Depois desse papo cabeça fomos à cara da Mari e Wendy (mãe e irmã do Kike). Lá mais algumas revelações bombásticas! Na sexta-feira quando acordei tinha uma moça na casa do Enrique usando a máquina de lavar (um tanquinho). Era uma negra simpática de uns 35 anos. A Yení me apresentou ela (Mônica) e disse que tinha uma filha loira de olhos verdes. Fiquei rindo e fui tomar meu café-da-manhã.
Lá na casa da Mari, elas começaram a conversar com o Eric e comentar que ele é muito branco e ruivo. A Yení comentou que ele parecia a filha loira da Mônica. Ni qui ela comentou isso a Mari já emendou:

“É... a irmã do Kike... a outra, sem ser a Wendy...”

Enrique ficou meio sem graça, mas a Wendy já complementou:

“João, você conheceu a filha do Roly??? Ele nega, mas todo mundo sabe ele é o pai da filha da Mônica! Inclusive ela é igualzinha ao Enrique quando pequeno!!”

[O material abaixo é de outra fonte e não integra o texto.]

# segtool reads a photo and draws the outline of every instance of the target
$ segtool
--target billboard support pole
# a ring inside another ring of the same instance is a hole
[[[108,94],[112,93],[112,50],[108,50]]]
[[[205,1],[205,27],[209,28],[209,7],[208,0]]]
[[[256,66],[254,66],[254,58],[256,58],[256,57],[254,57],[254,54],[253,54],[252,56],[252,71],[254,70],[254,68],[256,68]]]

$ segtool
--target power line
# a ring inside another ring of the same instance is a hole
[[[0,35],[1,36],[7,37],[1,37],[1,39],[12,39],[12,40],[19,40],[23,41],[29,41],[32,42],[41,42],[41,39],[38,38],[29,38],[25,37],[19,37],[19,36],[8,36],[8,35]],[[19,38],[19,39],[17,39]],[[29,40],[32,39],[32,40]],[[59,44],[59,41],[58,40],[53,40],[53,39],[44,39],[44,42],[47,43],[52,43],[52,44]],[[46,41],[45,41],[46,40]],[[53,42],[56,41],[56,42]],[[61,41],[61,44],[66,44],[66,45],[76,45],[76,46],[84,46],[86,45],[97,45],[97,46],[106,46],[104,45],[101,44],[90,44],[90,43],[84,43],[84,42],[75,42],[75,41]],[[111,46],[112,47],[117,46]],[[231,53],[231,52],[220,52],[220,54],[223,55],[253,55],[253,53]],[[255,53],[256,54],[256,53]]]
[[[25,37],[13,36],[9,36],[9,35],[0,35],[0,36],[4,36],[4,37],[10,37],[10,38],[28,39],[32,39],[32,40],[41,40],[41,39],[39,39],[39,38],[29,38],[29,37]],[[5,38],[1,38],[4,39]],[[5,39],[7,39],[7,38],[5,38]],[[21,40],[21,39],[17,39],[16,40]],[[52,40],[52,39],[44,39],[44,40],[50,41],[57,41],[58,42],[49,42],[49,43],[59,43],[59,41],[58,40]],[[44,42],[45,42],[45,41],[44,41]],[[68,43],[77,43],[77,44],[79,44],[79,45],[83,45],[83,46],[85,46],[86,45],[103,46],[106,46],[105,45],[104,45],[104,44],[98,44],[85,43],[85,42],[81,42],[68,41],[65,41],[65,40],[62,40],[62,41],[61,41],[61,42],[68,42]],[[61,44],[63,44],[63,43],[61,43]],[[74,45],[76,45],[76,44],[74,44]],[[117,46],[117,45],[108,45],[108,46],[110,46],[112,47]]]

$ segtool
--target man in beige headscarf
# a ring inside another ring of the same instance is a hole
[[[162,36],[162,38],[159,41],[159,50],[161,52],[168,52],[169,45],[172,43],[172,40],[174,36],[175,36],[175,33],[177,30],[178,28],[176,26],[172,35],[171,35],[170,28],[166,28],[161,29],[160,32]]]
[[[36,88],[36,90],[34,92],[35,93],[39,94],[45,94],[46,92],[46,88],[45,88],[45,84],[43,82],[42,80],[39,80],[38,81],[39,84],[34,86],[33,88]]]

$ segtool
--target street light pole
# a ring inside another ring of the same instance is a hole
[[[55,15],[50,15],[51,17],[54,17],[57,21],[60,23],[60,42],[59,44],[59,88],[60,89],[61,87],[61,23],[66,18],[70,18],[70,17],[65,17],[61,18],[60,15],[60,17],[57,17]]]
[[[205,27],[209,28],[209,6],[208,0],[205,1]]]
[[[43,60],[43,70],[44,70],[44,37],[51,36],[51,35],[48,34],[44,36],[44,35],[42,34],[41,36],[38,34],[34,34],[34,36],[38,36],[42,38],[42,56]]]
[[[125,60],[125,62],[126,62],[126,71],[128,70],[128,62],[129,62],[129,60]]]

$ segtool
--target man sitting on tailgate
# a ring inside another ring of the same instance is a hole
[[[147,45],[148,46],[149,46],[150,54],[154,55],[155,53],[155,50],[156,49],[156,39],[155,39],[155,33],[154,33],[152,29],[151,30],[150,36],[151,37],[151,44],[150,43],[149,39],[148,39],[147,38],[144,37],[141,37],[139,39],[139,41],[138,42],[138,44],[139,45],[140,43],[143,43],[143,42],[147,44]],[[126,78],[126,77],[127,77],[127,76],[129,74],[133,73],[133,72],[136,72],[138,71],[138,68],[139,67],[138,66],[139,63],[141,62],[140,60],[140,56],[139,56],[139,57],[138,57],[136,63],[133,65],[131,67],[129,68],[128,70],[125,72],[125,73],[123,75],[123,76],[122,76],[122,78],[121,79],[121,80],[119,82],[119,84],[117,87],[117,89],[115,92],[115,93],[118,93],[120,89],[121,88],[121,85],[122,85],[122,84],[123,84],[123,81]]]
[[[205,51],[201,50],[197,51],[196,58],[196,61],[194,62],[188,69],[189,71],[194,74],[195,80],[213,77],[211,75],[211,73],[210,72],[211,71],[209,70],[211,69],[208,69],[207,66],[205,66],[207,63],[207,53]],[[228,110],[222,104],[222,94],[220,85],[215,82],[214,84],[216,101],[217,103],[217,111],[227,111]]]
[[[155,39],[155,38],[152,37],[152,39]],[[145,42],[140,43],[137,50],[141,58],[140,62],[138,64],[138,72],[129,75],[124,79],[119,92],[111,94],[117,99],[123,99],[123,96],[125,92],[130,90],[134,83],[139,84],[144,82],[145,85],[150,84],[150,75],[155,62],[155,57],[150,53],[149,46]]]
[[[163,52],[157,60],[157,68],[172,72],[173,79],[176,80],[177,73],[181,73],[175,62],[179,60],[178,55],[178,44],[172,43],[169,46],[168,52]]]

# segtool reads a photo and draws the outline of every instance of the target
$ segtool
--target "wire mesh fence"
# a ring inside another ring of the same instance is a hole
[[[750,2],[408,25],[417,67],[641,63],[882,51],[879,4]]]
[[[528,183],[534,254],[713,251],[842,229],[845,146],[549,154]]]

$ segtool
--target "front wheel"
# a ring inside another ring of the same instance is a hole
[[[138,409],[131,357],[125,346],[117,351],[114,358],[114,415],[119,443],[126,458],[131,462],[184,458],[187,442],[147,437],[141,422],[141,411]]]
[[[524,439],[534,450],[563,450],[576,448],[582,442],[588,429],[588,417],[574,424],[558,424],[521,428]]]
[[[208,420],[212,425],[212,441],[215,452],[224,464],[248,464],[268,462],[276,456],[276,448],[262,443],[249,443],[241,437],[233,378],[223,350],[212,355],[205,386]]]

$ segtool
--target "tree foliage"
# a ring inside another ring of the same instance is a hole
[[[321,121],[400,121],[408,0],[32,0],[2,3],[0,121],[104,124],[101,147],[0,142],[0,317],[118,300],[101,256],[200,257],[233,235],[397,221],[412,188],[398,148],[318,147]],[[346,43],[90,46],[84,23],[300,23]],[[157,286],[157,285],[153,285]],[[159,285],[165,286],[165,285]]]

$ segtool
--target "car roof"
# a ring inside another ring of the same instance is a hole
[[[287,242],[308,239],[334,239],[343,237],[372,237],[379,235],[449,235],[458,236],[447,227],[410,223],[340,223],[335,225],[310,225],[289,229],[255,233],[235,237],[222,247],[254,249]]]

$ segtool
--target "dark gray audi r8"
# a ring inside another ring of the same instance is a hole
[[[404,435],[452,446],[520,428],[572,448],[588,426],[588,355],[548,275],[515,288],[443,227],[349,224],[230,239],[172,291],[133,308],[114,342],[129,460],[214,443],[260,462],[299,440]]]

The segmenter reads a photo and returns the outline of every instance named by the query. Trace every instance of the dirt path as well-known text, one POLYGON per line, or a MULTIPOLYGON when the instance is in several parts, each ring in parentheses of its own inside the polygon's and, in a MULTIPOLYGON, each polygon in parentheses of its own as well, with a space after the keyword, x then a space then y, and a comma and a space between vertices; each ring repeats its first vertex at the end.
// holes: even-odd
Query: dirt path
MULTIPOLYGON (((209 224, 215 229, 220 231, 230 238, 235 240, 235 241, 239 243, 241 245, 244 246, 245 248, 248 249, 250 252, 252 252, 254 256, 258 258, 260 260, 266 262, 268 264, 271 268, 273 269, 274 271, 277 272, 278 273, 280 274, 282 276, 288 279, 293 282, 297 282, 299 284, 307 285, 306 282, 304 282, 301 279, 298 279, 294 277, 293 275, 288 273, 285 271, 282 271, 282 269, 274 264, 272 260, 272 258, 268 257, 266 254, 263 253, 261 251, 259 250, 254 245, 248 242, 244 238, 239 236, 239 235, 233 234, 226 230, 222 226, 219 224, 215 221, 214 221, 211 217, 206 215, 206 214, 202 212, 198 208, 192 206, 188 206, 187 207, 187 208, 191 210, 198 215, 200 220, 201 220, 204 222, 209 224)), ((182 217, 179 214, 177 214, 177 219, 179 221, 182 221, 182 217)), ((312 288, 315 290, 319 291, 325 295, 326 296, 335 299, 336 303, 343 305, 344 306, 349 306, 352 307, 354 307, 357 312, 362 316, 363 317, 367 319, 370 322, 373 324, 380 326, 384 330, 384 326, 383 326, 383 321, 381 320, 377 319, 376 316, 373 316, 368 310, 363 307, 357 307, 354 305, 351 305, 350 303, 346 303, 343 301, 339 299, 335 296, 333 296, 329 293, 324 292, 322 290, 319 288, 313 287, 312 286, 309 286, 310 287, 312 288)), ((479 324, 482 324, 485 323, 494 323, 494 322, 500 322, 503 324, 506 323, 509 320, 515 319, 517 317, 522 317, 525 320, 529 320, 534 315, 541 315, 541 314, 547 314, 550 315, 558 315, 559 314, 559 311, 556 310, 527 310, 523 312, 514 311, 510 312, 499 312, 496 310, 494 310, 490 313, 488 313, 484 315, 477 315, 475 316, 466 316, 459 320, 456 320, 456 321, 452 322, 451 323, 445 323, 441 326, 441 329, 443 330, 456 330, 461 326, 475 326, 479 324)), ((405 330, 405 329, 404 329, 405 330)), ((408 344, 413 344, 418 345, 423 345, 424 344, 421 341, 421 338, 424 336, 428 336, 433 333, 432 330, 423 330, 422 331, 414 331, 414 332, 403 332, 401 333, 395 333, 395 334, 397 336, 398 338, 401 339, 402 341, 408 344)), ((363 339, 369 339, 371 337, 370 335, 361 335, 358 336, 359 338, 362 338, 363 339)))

Eu juntei aquela revelação, com um comentário que eu havia escutado num jantar alguns dias antes na casa do Enrique e conclui:

ESSE ROLANDO (ROLY) É O VERDADEIRO ROLANDO LERO!!!! DESCAAAAARADO PRA CARALHO!!!! A PIPA DO VOVÔ SOBE, SIM! O COROA JÁ PASSOU DOS 70 MAS TÁ CARCANDO A VIZINHANÇA!!!

Vira e mexe ele some durante o dia e sempre encontrávamos na casa da Mônica.

Tião, que já achava o Roly gente fina, encontrou mais um gambá. Tal pai, tal filho.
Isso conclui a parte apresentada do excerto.